Le cadran « coordination négociée » est la situation représentant l’aboutissement des deux tendances d’appropriation et de coordination. C’est le scénario « idéal » qui pourrait être appliqué aux PMA à bonne gouvernance, à ceux qui, comme la Tanzanie par exemple, sont aujourd’hui les élèves modèles des institutions internationales. Dans ces pays, les capacités institutionnelles assurent un niveau de gouvernance suffisant pour négocier les objectifs sur lesquels les agences multilatérales ou bilatérales pourraient s’aligner et se coordonner. Si la situation de pauvreté de ces pays (et donc leur faible solvabilité de fait) confère encore au don un caractère légitime, le renforcement de l’appropriation permet toutefois un recours croissant aux prêts bonifiés et à l’aide budgétaire.

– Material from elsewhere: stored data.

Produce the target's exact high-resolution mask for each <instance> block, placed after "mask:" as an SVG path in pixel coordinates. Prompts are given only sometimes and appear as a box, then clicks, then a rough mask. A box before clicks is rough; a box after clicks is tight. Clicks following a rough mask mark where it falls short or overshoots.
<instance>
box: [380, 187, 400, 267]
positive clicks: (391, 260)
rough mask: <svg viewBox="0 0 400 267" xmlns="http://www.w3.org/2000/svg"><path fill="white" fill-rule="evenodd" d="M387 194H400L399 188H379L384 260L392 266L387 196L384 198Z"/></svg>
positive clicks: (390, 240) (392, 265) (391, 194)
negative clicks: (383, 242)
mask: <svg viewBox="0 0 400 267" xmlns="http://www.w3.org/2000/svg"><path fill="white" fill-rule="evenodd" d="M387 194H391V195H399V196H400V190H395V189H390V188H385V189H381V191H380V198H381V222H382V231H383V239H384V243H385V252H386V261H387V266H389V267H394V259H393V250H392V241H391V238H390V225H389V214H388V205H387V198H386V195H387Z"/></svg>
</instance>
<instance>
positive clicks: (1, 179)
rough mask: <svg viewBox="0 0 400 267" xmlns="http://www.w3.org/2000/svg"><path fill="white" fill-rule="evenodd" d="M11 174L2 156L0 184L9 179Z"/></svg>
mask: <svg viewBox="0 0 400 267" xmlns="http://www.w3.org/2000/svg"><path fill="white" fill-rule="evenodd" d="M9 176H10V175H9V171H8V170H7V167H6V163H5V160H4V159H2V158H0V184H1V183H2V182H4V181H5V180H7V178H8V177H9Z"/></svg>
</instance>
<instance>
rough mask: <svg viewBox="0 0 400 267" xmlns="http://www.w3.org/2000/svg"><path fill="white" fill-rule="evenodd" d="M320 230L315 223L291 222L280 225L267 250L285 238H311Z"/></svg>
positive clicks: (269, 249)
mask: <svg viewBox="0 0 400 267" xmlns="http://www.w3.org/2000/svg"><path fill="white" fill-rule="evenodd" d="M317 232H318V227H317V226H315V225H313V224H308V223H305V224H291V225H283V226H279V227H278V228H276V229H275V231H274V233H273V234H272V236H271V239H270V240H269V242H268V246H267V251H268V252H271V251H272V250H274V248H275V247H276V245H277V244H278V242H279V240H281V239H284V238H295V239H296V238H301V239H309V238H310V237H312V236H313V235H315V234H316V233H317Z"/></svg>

Le cadran « marché de l’aide » est la situation où les pays sont suffisamment solides pour développer leurs propres stratégies de développement. Dans ce contexte, on peut parler véritablement d’un « marché de l’aide » où les bénéficiaires font jouer la concurrence entre bailleurs pour obtenir des prêts aux conditions les plus favorables possibles. C’est le cas des pays émergents comme l’Inde ou le Brésil que l’IDA cherche à conserver comme « clients ».

La flèche en milieu de graphique est celle du « discours dominant ». Elle indique l’évolution des paradigmes de l’APD, d’une logique « top-down » où chaque bailleur impose ses visions aux pays bénéficiaires, à une logique de « coordination négociée » consacrée en février 2005 par la Déclaration de Paris.

Conclusion

En perte de vitesse dans les années quatre-vingt-dix, l’APD a vu son rôle se réduire dans le financement du développement. Depuis les années deux mille, confrontée à un nouvel environnement plus complexe et plus exigeant, notamment la pression nouvelle exercée par les OMD, elle est toutefois entrée dans de nouvelles logiques. La meilleure prise en compte des besoins de la demande, la plus grande coordination des offres, la rationalisation croissante des modalités de sa mise en oeuvre sont autant de processus en marche.

 Mais ces évolutions rencontrent des limites élargissant l’éventail des configurations possibles, conférant à l’APD un caractère plus que jamais pluriel. Du côté de l’offre, les velléités affichées d’une meilleure harmonisation se heurtent aux jeux institutionnels et au nécessaire pragmatisme, ce qui peut conduire aussi bien à l’émergence d’un véritable marché de l’aide qu’à une concentration accrue. Du côté de la demande, la montée en puissance de l’appropriation reste encore freinée par la prégnance de la logique « top-down » qui restera d’autant plus forte que les procédures seront imposées par les donateurs et non négociées avec les bénéficiaires. Ce processus de normalisation des relations apparaît comme l’une des conditions pour que l’aide publique au développement demeure un élément durable des relations Nord-Sud.